Sunayana wandered into journalism by accident. Reported for Newstrack and loved it. Later made documentaries and worked on short films. Gave birth to two kids and is raising them. Consulted for children’s TV channel POGO for 5 years. Had too much of kids screaming, yelling and fighting in life so decided to move into a quieter, more mature zone – TV News critique. Don’t snigger.
The Posterity Drive
Pranab-da seriously miscalculated the day he made an announcement that the government’s ‘austerity drive’ would be unpopular, coming as it was barely four days before the death anniversary of Rajiv Gandhi. Seems that the drive was so unpopular that the government saw it fit to ignore it completely! Buoyed by the recent spread of Jayalalithaa’s achievements on the front pages of every national daily, the Congress decided that it couldn’t possibly afford to let the nation forget Rajiv. So instead of splashing Rajiv Gandhi’s visage on the front page of every newspaper, the government instead inserted a series of full, half, and quarter-page ads inside every newspaper worth its salt. Subtle. Like no would notice. Based on newslaundry’s calculations (and we’ve limited our assessment to seven Delhi English language newspapers and one Hindi mainline), the Rajiv Gandhi ads in Delhi appearing in The Hindustan Times, The Times of India, The Indian Express, The Hindu, The Statesman, Business Standard, Mint, Hindustan - totaled approximately 8 crore in advertising expenditure.
According to newslaundry’s calculations of ad rates across all the major newspapers, the following is the ad-spend for today’s ads.
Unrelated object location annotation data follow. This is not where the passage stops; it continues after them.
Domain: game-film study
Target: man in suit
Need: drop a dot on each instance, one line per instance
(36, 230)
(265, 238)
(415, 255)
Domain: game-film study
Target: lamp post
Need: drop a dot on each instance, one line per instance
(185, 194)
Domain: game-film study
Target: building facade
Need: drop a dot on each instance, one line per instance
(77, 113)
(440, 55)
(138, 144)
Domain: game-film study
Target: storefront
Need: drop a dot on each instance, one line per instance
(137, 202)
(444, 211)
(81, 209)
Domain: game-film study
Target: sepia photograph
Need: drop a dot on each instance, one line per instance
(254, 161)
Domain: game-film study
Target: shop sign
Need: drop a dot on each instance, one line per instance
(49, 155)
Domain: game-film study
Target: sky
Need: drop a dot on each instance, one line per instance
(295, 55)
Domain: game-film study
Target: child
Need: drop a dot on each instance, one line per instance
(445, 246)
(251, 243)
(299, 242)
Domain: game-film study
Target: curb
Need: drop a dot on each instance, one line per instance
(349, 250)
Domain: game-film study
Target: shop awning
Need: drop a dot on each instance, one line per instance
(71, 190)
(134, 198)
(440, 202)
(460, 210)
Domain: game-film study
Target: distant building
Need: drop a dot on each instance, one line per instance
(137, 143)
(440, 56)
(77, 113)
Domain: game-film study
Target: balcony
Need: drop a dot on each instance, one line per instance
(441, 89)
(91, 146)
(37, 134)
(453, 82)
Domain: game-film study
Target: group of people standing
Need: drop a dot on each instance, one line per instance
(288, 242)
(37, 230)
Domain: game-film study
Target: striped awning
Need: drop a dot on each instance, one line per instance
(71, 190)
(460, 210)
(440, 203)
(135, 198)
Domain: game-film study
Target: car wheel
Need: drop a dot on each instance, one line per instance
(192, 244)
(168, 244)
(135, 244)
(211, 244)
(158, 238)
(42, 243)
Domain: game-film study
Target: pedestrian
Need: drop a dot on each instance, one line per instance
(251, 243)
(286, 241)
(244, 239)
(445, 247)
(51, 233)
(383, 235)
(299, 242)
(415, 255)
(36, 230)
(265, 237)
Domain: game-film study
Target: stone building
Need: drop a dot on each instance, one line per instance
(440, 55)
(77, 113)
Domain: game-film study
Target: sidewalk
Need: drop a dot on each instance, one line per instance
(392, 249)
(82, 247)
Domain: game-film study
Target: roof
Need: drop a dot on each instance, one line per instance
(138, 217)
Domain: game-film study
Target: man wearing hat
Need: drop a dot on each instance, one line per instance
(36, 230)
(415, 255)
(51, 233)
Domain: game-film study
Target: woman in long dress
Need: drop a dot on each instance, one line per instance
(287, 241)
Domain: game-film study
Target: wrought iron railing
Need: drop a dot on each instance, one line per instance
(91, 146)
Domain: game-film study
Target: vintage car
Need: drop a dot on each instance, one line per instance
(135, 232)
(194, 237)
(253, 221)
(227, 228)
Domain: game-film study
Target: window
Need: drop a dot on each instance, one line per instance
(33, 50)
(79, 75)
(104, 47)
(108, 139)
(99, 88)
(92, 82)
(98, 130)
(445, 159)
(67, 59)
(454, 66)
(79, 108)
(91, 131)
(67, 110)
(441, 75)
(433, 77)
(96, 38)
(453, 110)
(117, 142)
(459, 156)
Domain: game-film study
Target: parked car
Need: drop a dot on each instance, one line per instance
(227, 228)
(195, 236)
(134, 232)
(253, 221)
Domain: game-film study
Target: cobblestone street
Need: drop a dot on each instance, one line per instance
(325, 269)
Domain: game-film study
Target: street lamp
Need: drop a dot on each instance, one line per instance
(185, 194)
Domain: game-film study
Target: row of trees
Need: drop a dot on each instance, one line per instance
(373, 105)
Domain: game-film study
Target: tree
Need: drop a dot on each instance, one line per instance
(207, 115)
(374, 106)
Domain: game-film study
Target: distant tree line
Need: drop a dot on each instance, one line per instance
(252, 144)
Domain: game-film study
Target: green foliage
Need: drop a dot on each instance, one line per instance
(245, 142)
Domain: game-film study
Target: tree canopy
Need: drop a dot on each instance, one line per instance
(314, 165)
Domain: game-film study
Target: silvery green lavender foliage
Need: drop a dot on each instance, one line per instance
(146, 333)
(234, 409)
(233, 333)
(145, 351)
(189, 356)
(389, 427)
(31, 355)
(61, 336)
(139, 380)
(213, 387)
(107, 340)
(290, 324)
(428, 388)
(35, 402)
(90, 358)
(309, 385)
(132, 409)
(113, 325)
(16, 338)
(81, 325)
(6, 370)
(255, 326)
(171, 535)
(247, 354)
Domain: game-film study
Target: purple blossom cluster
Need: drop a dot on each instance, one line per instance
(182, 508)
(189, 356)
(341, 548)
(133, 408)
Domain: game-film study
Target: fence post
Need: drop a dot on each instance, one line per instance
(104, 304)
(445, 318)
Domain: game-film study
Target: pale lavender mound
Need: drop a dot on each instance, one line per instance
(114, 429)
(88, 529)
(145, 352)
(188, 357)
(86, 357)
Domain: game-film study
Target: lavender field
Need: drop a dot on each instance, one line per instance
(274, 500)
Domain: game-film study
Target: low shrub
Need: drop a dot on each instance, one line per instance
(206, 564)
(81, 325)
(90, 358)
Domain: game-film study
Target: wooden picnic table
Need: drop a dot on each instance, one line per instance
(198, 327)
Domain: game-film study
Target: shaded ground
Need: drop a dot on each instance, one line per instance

This is not the entire list of publications in Delhi in which the ads have appeared. If 8 crores is for just eight papers in Delhi, you can calculate for yourself what the expenditure nationwide is.
This computation is limited to seven Delhi English language newspapers and one Hindi mainline and does not include all the newspapers in which the ads have been printed.
What is surely a sad commentary on the Indian media, till this article went for publishing, barring a couple of remarks on twitter from a few foreign journalists there was no media outrage. Contrast this to the instant slamming the Jayalalithaas and Mayawatis get for their wasteful expenditure on similar ad spreads. This silence is despite Rajiv Gandhi’s ads being greater in number than those of Jayalalitha’s, who spent a total of Rs 25 core nationwide.
Why the selective criticism? Is everyone so petrified of the Gandhis that the same argument used barely a week ago to lampoon another politician’s wasteful expenditure on ads can’t be used to criticise them? Have Baba’s dimples and Madam’s sarees charmed all editors to not be outraged? We are waiting and watching.